Nommer un premier ministre qui chercherait un accord de non-censure ? Les socialistes l’ont avancé avec beaucoup d’intelligence et d’imagination. Ce serait l’occasion au passage de voir s’ils sont revenus réellement à gauche ou s’ils sont encore dans les trahisons du tournant de la rigueur de 1983 et de l’effondrement moral et politique du hollandisme.
Jupiter n’est pas Yahvé
En ce sens, Macron Jupiter n’est pas Dieu. Il n’est pas le Yahvé de l’Ancien Testament.
Macron n’est pas joueur, alors que ce qui me frappe, c’est combien le Dieu de l’Ancien testament tente en permanence des trucs. Il n’est pas bon que l’humain soit seul ? Il commence par créer les animaux, mais l’humain n’y trouvant pas un vis-à-vis qui lui soit un aide, Dieu crée le couple. Il crée une humanité mais celle-ci se vautre dans la violence ? Il déclenche le déluge et redémarre tout à zéro.
Mais après cette dissolution radicale, il promet à Noé qu’il ne recommencera plus, un accord de non-dissolution, à condition que l’humanité ne vote pas la censure. Et je pourrais multiplier les exemples.
Il y a derrière ces épisodes mythiques et assez baroques une idée importante: celle de l’alliance, du contrat, que les puritains traduisirent par le terme de covenant, que l’on signe, que l’on respecte ou pas, que l’on peut rompre, et resigner avec d’autres ou le même.
Mais d’abord oui, Jupiter n’est pas Dieu, car si le second tente des coups, le premier a l’air de ne rien essayer.
Jupiter est bien jupitérien
Mais il est bien Jupiter.
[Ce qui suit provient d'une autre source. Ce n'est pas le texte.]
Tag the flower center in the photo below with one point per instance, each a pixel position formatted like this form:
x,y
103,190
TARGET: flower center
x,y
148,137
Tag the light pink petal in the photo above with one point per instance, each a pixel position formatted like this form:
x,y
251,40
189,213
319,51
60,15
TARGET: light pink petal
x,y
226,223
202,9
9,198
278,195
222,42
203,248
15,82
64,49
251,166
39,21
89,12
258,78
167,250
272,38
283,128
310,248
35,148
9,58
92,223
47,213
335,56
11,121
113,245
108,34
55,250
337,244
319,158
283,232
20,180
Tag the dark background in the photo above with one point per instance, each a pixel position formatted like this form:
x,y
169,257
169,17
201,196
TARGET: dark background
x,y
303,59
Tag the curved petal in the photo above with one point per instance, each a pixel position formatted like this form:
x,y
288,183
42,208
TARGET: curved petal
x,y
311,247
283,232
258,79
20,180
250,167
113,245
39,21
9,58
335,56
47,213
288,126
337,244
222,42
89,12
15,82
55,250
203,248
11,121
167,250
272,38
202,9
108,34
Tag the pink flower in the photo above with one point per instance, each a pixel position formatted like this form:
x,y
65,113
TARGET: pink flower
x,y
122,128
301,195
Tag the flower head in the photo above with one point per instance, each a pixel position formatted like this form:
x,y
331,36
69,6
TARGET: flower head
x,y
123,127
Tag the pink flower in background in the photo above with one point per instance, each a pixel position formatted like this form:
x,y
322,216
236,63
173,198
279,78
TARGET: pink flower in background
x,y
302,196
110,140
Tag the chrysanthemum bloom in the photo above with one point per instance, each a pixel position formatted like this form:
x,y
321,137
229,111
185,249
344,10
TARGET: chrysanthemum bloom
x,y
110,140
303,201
Celui-ci est le roi des dieux, le dieu d’une vision théologique du monde où l’ordre du monde doit être le plus stable possible et où toute perturbation, y compris sociale, politique ou morale, est un crise de lèse-majesté car elle bouscule l’ordre cosmique et immuable. Le Dieu de l’Ancien Testament, et c’est sans doute une des raisons pour laquelle une grande partie des leaders socialistes de Marx à Lénine et de Blum à Trotski étaient juifs, est un Dieu joueur, qui tente des coups, qui bouscule le monde, qui fait du nouveau en permanence.
Macron est bien sûr Jupiter et il est en train de le montrer en ne tentant absolument rien que la répétition du même.
Bref, il y a énormément de coup de dés possibles. Jupiter sera-t-il aussi joueur que Dieu ? Nous aurons en tout cas la réponse à une question: et si finalement, le Nouveau monde n’était que le chemin le plus court entre l’Ancien monde et l’Ancien monde, le talent, la culture, et l’esprit joueur en moins ?
Illustration: Emmanuel Macron lors de son allocution du 5 décembre 2024 après la censure du gouvernement Barnier.